Dabei sollten alle Sprachen bzw. alle Ländercodes gelten, sofern per UTF-8 darstellbar.
Dazu ein Beipsiel, welches mit Notepad++ convertiert wurde:

Der UTF-8 String:


> مل على مدار اليوم. يمكنك مشاهدة ب


ANSI String:


> Ù…Ù„ Ø¹Ù„Ù‰ Ù…Ø¯Ø§Ø± Ø§Ù„ÙŠÙˆÙ…. ÙŠÙ…ÙƒÙ†Ùƒ Ù…Ø´Ø§Ù‡Ø¯Ø© Ø¨



Dazu mein Code-Snippet:

```
String content = "مل على مدار اليوم. يمكنك مشاهدة ب";
String ansi = new String (content.getBytes("UTF-8"),"ANSI");
```
Habe das ganze schon mit ASCII, ISO-8859-1 anstelle von ANSI probiert.

Ich habe gelesen das Java generell Schwierigkeiten mit dem konvertieren von UTF-8 nach ANSI hat.
Stimmt das? (Siehe Blog Entry auf Sun) (Sorry, hab den Link net mehr)

Vielen Dank für Eure Hilfe.


----------



## ModellbahnerTT (21. Aug 2009)

Das Encoding heißt Windows-1252
Und du weißt schon, dass selbiger Zeichensatz nur 128 Zeichen kennt? Wenn du versuchst arabische Zeichen mit dem Zeichensatz darzustellen kommt nur Müll raus (was Notepad++ dir ausspuckt)

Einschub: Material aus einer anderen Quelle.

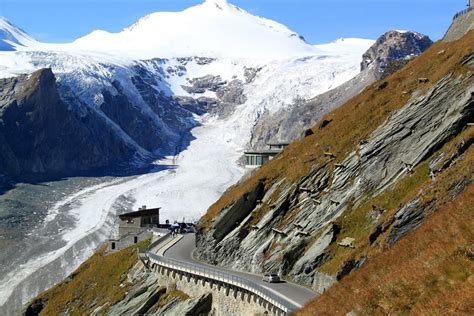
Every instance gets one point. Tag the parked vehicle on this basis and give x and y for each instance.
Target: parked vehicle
(271, 278)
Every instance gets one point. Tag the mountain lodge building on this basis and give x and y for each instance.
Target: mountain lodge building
(255, 159)
(134, 227)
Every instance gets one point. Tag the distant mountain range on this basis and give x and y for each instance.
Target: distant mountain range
(138, 94)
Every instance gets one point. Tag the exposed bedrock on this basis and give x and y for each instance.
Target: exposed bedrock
(290, 123)
(297, 247)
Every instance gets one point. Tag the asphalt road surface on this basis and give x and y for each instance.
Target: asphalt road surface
(183, 250)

Dass dein Quelltext quatscht ist hast du ja offenbar schon selbst bemerkt, was soll der bewirken? Java-Strings haben kein explizites encoding.


----------



## maki (21. Aug 2009)

> Stimmt das?


Nein.


----------



## Leroy42 (21. Aug 2009)

klaesmann hat gesagt.:


> Ich habe gelesen das Java generell Schwierigkeiten mit dem konvertieren von UTF-8 nach ANSI hat.
> Stimmt das? (Siehe Blog Entry auf Sun) (Sorry, hab den Link net mehr)



???:L

Der Link würde mich interessieren.


----------



## Wortraum (22. Aug 2009)

klaesmann hat gesagt.:


> Ich möchte gerne einen bereits in UTF-8 konvertierten String mit Java in ANSI konvertieren.

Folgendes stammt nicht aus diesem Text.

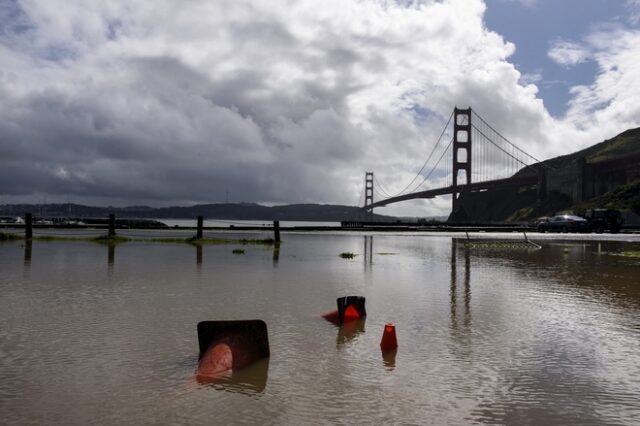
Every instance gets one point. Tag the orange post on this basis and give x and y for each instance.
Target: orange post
(389, 340)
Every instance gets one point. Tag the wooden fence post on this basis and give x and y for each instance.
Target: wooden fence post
(28, 226)
(199, 231)
(112, 225)
(276, 231)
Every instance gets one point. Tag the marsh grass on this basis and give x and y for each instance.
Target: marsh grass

Warum? Je nach Anwendungsgebiet gibt es verschiedene Möglichkeiten, beispielsweise Base64, aber ohne Rückkonvertierung kannst Du die arabischen Zeichen nicht darstellen. UTF-8 dient als Kodierung für Unicode, das derzeit etwa 100.000 Zeichen enthält; ANSI enthält 128 Zeichen, wovon 32 Zeichen reine Steuerzeichen sind.


----------



## sliwalker (22. Aug 2009)

Wie schon gesagt wurde,

wenn die Zeichen in Deinem String nicht im ANSI bzw. ASCII Bereich liegen, also im Dezimalbereich von 0 - 127, dann können sie nicht interpretiert werden bzw. es kommt Bitmurks raus. Nimm einen zwei Bytes großes Encoding und zeige nur ein Byte davon an. Kannst Dir vorstellen, dass das nicht klappt, wie man will.

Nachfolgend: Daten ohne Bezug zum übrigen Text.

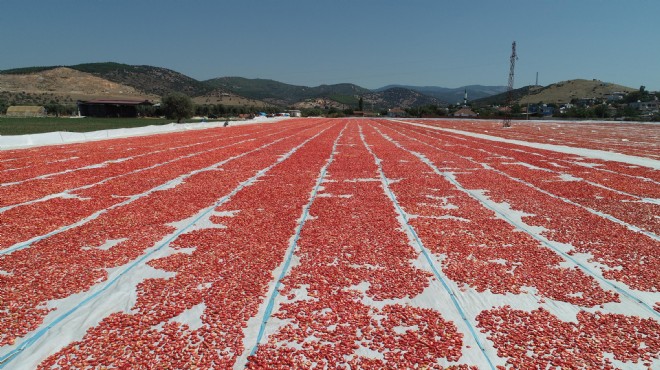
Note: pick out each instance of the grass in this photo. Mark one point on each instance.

Dein Vorhaben ist schlichtweg nicht möglich. Hab was von Rückkonvertierung gelesen, was ich so nicht stehen lassen kann. UTF-8, ANSI und auch ASCII sind im Dezimalbereich von 0 - 127 (nahezu) identisch. ANSI und ASCII unterscheiden sich dann nur noch unterschiedlich (je nach Codepage) im Dezimalbereich von 128 - 255. 
UTF-8 kann alle bislang bekannten Sprachen aufnehmen, weil es ein vier Bytes großes Encoding ist.

Es bringt da auch nichts mit ISO rumzuspielen, da nicht gewährleistet ist, dass Dein UTF-8 codierter String überhaupt in ISO angezeigt werden kann. ISO ist keine Teilmenge von UTF-8. Zumindest nicht mathematisch gesehen. ISO zeigt Zeichen aus UTF-8 an, ja, aber mittels unterschiedlicher Codepoints.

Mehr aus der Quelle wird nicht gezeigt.